Following venous blood sample collection, genomic DNA was extracted using AutoPure LS® DNA Extractor and PUREGENE™ reagents (Gentra Systems Inc; Minneapolis, MN). For genotyping reactions, custom TaqMan® allelic discrimination assays, consisting of unlabeled polymerase chain reaction (PCR) primers and the TaqMan® minor groove binding group (MGB) probes (FAM™ and VIC® dye-labeled; Applied Biosystems, Foster City, CA) were utilized. The assays were comprised of 2 unlabeled PCR primers and 2 allele-specific probes. PCR reactions were performed with Taqman® Universal PCR Master Mix on the GeneAmp® PCR System 9700 (Applied Biosystems). The ABI7900HT Fast PCR System (Applied Biosystems) was employed to read the allelic discrimination calls.
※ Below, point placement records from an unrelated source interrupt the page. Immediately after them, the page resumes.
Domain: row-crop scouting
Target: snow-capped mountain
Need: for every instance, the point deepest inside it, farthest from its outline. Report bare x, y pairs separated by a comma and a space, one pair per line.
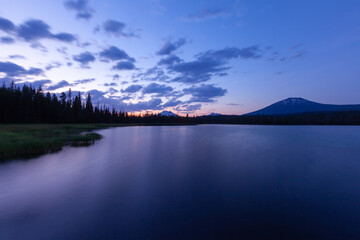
167, 114
214, 114
300, 105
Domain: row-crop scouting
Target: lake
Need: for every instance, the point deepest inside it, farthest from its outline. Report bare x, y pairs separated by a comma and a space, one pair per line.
190, 182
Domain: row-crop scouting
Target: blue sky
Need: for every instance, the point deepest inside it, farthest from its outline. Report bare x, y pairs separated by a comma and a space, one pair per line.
193, 57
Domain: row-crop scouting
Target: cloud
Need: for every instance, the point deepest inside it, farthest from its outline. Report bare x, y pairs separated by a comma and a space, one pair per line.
116, 77
81, 7
132, 89
64, 37
205, 14
171, 103
169, 60
83, 81
53, 65
168, 47
124, 65
153, 104
16, 56
99, 97
65, 83
6, 25
210, 63
14, 70
157, 88
204, 93
84, 58
116, 29
33, 30
188, 107
114, 54
112, 84
7, 40
60, 84
36, 84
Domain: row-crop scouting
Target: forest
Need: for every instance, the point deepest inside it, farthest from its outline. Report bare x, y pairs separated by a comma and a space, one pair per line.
30, 105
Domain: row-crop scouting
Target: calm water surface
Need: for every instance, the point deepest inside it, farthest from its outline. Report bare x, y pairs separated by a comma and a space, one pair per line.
190, 182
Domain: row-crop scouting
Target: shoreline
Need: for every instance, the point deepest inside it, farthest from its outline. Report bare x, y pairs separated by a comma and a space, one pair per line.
25, 141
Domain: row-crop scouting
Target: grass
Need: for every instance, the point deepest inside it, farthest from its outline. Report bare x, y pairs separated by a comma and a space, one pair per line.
30, 140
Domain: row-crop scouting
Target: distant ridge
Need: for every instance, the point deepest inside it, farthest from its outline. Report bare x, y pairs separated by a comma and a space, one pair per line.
167, 114
214, 114
296, 105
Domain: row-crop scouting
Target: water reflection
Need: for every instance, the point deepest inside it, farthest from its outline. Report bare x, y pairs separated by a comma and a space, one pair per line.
190, 182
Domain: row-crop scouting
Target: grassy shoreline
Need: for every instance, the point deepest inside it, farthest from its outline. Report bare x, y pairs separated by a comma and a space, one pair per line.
23, 141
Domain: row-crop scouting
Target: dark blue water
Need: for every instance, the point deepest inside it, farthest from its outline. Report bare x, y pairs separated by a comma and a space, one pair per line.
190, 182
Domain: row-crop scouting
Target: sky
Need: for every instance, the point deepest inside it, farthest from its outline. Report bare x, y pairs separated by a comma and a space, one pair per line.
195, 57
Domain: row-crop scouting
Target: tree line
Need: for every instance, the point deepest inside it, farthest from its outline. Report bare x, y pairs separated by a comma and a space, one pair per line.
30, 105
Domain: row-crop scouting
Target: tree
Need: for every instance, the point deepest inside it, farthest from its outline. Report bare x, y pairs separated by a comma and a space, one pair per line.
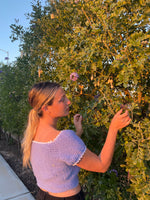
107, 44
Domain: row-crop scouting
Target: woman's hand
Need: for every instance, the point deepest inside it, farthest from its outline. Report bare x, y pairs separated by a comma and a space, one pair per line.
78, 124
120, 120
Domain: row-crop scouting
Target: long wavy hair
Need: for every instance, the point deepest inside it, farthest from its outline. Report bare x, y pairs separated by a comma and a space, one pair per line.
40, 94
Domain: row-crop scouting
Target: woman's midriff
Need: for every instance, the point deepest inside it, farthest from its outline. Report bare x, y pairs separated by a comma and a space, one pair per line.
67, 193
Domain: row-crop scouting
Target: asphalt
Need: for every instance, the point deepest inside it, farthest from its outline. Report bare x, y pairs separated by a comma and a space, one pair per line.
11, 187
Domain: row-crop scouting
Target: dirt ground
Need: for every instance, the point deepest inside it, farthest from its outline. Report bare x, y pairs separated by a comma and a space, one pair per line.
11, 152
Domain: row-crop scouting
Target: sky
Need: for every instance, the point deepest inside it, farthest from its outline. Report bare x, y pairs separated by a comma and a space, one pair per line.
9, 11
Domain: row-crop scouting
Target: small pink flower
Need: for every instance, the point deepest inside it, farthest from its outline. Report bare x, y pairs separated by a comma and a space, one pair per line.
74, 76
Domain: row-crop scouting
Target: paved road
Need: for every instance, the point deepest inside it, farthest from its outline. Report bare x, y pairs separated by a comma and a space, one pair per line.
11, 187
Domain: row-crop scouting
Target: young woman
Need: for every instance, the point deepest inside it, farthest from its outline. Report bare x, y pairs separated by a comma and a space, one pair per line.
57, 156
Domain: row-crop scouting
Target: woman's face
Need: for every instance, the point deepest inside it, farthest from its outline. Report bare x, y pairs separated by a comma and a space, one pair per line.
60, 106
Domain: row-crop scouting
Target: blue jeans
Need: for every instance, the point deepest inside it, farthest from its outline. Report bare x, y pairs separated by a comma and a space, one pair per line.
41, 195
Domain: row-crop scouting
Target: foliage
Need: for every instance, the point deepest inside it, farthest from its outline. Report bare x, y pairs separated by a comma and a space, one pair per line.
107, 44
14, 84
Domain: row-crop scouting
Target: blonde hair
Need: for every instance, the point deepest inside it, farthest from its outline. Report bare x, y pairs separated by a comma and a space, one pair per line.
41, 94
For quality control (QC) purposes, two Centre d’Etude du Polymorphisme Humain (CEPH) DNA standards were included in each 96 well plate, and two blind duplicate samples were used per plate. Genotype submission to the analysis database required 100% matching QC genotypes within and across plates and at least 95% genotyping efficiency. All genotypes were in Hardy-Weinberg equilibrium. Mendelian inconsistencies were checked and resolved.

Statistical analyses

Analyses compared the following myopic refractive error phenotypes: 1) high myopia (≤-5.00 D), 2) mild to moderate myopia (-0.50 to -5.00 D), 3) any myopia (≤-0.50 D), and 4) extreme high myopia (as defined in Han et al. [16]; ≤-10.00 D) versus emmetropia. Phenotypes were based either on sphere (SPH) or spherical equivalent (SE=sphere + [cylinder/2]). The family-based pedigree disequilibrium test (PDT) [19], genotypic PDT (genoPDT) [20], and the association test in the presence of linkage (APL) were performed for each myopic phenotype state [21]. The number of affected and unaffected subjects for each classification is described in detail in Table 1. Table 2 provides clinical information of the different myopic phenotypes.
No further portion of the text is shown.